Sadly, for me it did not shock. Perhaps if there had been mobs of protesters blocking the entrance as there were at the Brooklyn Museum, maybe if there was the threat of mad vandalism (TG for that toxic resin but it does beg the question how much more would the vandalized work have brought at auction?)
maybe if the Aspen Art Museum were faced with the same tooth and claw legal battle for funding then this exhibit would have more punch, more "frisson". But no, here we reserve our protests for tortoises with iPads. Heidi did draw parallels between the tortoise protests and the Ofili protests in her preview talk. Where are the tortoises of last summer? Oh, where have they gone?
"Frisson" is different in Aspen.
On to the next gallery where the the paintings celebrate Aboriginal dot painting… and I do mean celebrate.
There are too many people in the room these paintings need to breathe. I want to get close.

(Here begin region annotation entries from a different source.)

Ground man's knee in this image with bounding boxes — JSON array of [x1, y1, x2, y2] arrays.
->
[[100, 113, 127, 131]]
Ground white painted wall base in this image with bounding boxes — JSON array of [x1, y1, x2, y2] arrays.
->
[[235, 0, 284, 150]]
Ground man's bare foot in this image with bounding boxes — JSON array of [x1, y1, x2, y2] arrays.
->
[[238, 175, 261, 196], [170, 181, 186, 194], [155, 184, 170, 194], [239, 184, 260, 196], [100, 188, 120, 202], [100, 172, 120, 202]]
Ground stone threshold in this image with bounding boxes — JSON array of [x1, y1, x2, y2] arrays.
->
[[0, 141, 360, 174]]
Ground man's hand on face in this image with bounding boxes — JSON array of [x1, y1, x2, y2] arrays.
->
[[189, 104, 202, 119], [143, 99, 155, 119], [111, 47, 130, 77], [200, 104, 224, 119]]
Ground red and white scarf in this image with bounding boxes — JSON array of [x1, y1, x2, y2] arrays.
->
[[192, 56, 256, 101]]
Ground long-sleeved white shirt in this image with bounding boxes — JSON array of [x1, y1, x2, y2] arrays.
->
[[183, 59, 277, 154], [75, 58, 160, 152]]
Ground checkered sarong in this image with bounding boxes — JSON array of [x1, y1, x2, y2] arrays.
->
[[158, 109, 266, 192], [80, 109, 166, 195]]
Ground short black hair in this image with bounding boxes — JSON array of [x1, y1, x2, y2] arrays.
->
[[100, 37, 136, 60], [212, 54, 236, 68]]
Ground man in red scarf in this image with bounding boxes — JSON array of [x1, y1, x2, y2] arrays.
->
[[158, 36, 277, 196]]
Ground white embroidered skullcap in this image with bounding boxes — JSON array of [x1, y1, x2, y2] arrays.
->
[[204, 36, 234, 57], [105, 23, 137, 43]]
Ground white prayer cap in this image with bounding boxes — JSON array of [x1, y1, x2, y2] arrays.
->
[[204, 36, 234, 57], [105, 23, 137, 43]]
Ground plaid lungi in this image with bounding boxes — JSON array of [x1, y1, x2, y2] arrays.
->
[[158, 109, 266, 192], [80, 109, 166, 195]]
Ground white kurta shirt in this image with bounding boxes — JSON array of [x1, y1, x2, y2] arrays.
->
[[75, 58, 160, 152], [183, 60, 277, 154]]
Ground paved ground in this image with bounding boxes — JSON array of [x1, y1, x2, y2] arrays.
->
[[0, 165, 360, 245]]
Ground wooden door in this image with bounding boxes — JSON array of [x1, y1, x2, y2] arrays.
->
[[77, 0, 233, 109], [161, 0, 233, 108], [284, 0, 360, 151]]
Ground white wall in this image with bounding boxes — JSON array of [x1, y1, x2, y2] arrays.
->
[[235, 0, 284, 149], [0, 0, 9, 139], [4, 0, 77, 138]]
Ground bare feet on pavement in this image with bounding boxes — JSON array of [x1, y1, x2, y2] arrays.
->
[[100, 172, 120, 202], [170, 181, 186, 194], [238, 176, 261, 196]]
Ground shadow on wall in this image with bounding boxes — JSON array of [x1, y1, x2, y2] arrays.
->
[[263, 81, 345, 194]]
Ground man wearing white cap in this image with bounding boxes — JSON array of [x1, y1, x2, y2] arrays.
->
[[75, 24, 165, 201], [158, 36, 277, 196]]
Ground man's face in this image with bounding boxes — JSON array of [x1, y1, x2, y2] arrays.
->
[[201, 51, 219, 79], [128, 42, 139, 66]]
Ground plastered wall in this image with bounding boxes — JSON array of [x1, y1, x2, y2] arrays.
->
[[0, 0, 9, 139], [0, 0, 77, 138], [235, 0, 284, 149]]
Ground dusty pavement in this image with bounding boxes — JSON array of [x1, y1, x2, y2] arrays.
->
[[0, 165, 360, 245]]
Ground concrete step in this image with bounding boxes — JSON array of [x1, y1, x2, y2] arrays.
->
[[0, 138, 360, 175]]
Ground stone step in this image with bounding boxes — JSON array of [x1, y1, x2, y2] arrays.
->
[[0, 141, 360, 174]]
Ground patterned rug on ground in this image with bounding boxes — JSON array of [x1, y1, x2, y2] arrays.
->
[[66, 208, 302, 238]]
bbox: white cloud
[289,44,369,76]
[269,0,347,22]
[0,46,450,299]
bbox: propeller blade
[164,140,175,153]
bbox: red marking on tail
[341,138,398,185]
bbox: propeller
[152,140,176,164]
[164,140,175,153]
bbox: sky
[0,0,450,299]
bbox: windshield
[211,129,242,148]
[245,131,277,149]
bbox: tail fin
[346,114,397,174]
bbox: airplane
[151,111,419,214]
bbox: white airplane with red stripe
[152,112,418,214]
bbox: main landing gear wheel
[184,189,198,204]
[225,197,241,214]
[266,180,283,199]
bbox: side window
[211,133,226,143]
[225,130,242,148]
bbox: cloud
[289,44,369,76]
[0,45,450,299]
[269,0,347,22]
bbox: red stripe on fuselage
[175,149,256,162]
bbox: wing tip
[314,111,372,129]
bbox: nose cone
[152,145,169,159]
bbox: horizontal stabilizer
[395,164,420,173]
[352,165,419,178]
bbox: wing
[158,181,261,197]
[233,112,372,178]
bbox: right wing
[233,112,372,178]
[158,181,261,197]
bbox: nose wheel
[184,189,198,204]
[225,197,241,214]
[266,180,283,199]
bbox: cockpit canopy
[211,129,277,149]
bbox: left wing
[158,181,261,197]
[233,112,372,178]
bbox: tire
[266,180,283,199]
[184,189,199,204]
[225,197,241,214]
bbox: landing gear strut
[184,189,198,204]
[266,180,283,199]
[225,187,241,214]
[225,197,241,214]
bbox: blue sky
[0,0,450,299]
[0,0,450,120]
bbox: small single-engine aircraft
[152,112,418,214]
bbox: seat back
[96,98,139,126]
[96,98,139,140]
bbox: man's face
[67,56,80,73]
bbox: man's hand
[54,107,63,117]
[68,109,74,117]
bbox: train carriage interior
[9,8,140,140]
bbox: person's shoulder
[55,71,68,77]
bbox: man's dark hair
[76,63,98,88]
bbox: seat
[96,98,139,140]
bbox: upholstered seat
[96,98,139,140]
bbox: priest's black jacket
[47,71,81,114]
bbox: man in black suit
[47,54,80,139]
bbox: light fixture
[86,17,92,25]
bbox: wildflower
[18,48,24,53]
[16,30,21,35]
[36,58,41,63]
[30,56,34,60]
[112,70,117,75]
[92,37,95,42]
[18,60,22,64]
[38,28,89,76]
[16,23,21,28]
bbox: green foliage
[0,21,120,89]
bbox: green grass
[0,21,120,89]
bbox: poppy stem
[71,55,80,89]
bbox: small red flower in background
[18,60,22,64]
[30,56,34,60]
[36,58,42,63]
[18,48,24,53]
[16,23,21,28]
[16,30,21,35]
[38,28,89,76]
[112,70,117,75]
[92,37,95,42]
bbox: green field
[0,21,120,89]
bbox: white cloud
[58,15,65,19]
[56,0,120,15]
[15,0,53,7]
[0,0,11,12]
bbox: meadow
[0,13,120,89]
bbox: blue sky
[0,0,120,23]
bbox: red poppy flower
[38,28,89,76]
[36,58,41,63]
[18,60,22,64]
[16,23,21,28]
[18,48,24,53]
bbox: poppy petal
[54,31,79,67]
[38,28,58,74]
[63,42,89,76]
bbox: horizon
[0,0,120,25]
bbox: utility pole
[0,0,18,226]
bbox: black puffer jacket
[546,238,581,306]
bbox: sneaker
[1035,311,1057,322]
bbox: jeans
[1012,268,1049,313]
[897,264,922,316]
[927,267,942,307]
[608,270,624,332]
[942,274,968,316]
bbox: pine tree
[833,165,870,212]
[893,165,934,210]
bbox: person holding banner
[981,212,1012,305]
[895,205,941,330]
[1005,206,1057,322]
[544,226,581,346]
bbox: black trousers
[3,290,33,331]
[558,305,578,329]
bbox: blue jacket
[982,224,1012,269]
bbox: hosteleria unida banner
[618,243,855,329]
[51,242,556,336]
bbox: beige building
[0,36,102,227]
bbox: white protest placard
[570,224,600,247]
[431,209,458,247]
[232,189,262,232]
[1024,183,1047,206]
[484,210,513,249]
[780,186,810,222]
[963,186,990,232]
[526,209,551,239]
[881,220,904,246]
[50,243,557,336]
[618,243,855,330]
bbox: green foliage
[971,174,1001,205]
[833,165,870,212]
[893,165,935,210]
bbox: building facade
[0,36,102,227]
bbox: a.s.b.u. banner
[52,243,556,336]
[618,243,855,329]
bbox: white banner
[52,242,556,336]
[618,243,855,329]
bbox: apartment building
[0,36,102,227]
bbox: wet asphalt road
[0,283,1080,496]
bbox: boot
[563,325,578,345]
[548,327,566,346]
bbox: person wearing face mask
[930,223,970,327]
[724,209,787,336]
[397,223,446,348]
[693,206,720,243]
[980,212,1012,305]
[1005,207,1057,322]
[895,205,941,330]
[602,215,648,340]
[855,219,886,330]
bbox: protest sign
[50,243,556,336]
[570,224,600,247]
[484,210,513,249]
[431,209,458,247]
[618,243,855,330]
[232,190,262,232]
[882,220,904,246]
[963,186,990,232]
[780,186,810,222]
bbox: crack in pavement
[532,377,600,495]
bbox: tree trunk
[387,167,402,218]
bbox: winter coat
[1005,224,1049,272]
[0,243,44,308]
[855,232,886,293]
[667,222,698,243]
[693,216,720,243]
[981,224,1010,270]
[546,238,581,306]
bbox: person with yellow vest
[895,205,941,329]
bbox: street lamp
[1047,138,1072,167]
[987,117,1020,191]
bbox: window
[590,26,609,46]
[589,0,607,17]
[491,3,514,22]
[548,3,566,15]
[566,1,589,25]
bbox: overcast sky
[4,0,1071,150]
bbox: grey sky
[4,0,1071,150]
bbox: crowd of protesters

I want to see the light grazing the canvas from an acute angle. I want to back away and see how things change at a distance. I will need to come back later to feel these paintings when there are no stilettos in the room.

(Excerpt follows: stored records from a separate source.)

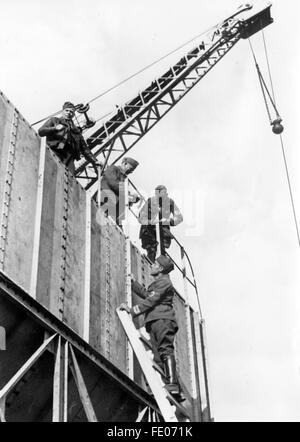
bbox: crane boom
[76,3,273,189]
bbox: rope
[248,38,280,124]
[261,25,276,105]
[248,37,300,247]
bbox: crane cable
[248,36,300,248]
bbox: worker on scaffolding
[38,101,99,175]
[100,157,139,227]
[138,185,183,262]
[120,255,184,402]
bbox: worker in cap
[101,157,139,227]
[120,255,184,401]
[38,101,99,174]
[138,184,183,262]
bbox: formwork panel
[106,220,127,373]
[37,149,86,336]
[0,90,40,290]
[90,210,127,373]
[0,92,15,199]
[89,200,105,354]
[36,149,65,319]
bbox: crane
[76,2,273,190]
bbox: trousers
[146,318,178,369]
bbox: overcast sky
[0,0,300,421]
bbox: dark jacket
[38,117,96,164]
[139,196,183,226]
[101,165,125,197]
[131,274,176,323]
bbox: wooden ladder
[117,308,190,422]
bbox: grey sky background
[0,0,300,421]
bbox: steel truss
[76,6,272,189]
[0,272,160,422]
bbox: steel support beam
[70,345,98,422]
[0,271,159,412]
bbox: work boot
[164,355,185,402]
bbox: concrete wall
[0,93,40,291]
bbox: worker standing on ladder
[120,255,184,401]
[139,185,183,262]
[100,157,139,227]
[38,101,99,175]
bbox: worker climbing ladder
[117,308,190,422]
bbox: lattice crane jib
[76,3,273,189]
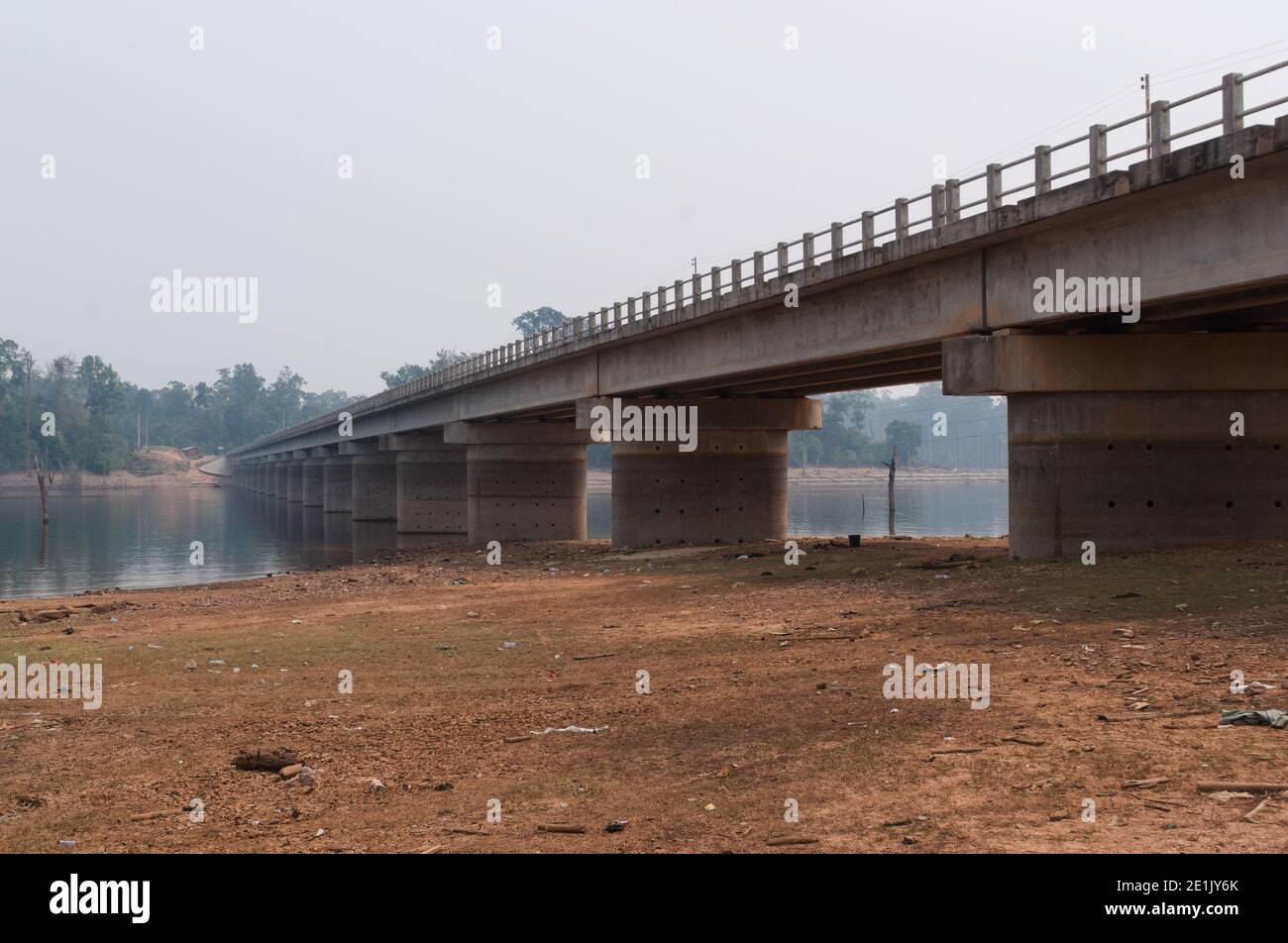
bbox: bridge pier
[577,398,823,548]
[300,446,338,507]
[340,439,398,520]
[268,455,290,501]
[322,447,353,515]
[443,423,590,544]
[286,449,309,504]
[389,429,469,533]
[943,334,1288,558]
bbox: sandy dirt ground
[0,539,1288,853]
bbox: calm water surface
[0,480,1008,597]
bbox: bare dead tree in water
[881,445,899,537]
[34,452,54,524]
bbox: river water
[0,480,1008,597]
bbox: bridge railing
[237,60,1288,451]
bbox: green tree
[510,307,568,338]
[886,419,921,464]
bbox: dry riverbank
[0,539,1288,852]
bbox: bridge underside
[226,120,1288,557]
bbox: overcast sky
[0,0,1288,393]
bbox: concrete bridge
[231,63,1288,558]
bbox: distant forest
[0,338,1006,474]
[0,338,358,474]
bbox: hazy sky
[0,0,1288,393]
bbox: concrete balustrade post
[984,163,1002,210]
[1149,102,1172,157]
[1221,72,1243,134]
[1087,125,1109,176]
[1033,145,1051,193]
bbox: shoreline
[0,539,1288,853]
[0,465,1006,498]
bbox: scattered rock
[233,747,300,773]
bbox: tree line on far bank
[0,338,357,474]
[0,307,1006,474]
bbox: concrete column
[300,446,339,507]
[577,398,823,548]
[286,449,309,504]
[944,334,1288,558]
[389,429,469,533]
[340,441,398,520]
[443,423,590,545]
[322,455,353,514]
[271,455,291,501]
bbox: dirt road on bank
[0,539,1288,853]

There are two more rooms. I don't have pictures for either because as difficult as it was to get a feeling for the first three rooms it's impossible for the next two. The paintings after 2005- the ones he did in Trinidad- those need time. You need time for your eyes to adjust from the green glow of the Exit sign in the corridor. You need to be alone so that the amber glow from the other visitor's iPhone doesn't punch the chroma too high. Your brain needs time to decalibrate. This room begs for silence. It is a closet of the mind. Your mind should be flooded with amber when you walk back into full spectrum light. It's not a room for preview night.

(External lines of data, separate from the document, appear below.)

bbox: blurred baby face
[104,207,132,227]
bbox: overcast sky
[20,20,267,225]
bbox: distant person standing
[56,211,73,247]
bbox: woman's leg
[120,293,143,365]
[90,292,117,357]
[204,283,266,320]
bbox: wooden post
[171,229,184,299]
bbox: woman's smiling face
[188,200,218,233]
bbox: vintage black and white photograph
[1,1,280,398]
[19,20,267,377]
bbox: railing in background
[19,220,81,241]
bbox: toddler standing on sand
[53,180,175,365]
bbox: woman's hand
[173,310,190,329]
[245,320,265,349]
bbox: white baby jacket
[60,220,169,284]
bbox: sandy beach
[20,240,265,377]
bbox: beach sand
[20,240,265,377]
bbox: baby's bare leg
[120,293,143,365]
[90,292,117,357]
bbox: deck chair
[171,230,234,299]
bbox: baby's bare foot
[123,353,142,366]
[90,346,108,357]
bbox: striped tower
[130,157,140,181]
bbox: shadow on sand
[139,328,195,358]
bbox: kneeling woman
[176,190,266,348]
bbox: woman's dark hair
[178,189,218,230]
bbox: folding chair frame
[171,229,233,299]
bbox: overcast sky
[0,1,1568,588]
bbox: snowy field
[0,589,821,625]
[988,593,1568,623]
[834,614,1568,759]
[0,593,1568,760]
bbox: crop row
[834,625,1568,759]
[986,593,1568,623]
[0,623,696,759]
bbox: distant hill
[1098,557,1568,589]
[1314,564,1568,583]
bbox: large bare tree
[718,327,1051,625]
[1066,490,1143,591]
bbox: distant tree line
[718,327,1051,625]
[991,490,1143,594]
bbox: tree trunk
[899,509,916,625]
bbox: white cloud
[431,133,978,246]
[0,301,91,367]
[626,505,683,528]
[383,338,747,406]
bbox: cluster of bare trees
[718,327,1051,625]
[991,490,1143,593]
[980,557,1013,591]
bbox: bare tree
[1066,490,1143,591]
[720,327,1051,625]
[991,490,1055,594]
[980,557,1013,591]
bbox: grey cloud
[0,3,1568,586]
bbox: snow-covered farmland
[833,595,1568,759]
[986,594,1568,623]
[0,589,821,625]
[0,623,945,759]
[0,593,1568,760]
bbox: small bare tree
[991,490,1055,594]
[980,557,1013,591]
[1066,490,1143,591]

The final gallery is a room with small portraits hung in a floor to ceiling checkerboard with large squares knocked out. The scale of the room to portraits is perfect. It's very 18th century. It reminds me of Steadman's Ghosts of Gone Birds.
Here's the Aspen Art Museum description of the preview.
After revisiting the first gallery I walked down the stairs past the black velvet rope which cordoned off the upper tier where members of a less modest caliber would be served dinner "with the artist". I flash on Robertson Davies dinner scenes …. the exotic specimen on display…. oh which fork to use... a room flooded with multisyllabic jenga towers…the tightrope of pretension and restraint... perhaps baseball filet mignon caramelized to just the right shade of elephant brown…. little red and green jewels of coulis dotted around matte black desert plates and a bright yellow custard with sugar crystal sparkles … brûlée with a crust you have to crack with the back of your spoon … tooth and tongue ….??? It did smell delicious from below stairs. Not even cubed crusty cheese and flat sparkling wine for us punters. I flash back to days in Aspen when privilege was something you hid. I think back to the days when the punters wouldn't be somewhere they could smell the steak. I flash back to days when circumspection was prudent. Bread and cake. Oh well.
Classism is not a theme in Ofili's work. Sex, Death, Myth those are all there... but upstairs downstairs ?… not so much… Now that would be a brave show for the Aspen Art Museum to intentionally curate in this town. That might reach the level of "frisson" to which the Art Museum aspires.